Picks and Pans Review: Tour of Duty

updated 09/28/1987 AT 01:00 AM EDT

originally published 09/28/1987 AT 01:00 AM EDT

CBS (Thurs., Sept. 24, 8 p.m. ET)

F

John Wayne would be proud. In Tour of Duty, CBS does what he tried to do 19 years ago in The Green Berets: make Vietnam look like World War II, a simple war. Tour has every cliché from every battle epic ever made. The Sarge (Terence Knox) heads to the front playing a harmonica. After the battle he looks at a body, shakes his head and says, "He was a good man." The Cap'n nods: "They were all good men." The Sarge recruits fresh soldiers. "Are you a survivor?" he demands. "Damned straight," one says and later vows: "Nobody's gonna kill Clyde Lawrence." That's half the dialogue.
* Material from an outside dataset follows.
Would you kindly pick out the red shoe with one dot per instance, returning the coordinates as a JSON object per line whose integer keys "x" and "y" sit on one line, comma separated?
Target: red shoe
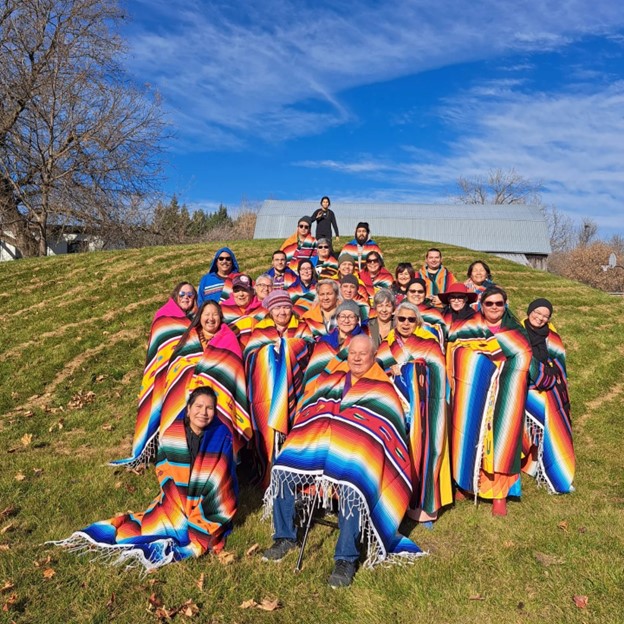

The rest comes from rocket launchers, napalm bombs and helicopter blades. But like John Wayne, CBS has one nagging problem that prevents Tour from looking like The Sands of Iwo Jima: Vietnam was not a popular war. So CBS gives the controversy token acknowledgment. A gung-ho grunt waves his flag: "I don't think patriotism's something to laugh about, Sarge." And a peacenik gets seven seconds to sum up the antiwar movement: "It's an unjust war. I mean, America's propping up a corrupt dictatorship. I won't fight for that." The Sarge tells him: "You will fight." Sure enough, at the end the peacenik is made to kill to save himself and his pals. "This war's wrong," the former peacenik says. And the Sarge replies: "Maybe, but that's not the point." Then what the hell is the point, other than ratings points? Tour ignores all the hard lessons learned from Vietnam, on every side of the controversy, and tries instead to exploit Platoon's popularity and growing sympathy for Vietnam vets with a simple-minded, wrong-headed, revisionist action series that insults the intelligence of the nation. Even Rambo has more passion and brains and better acting than this.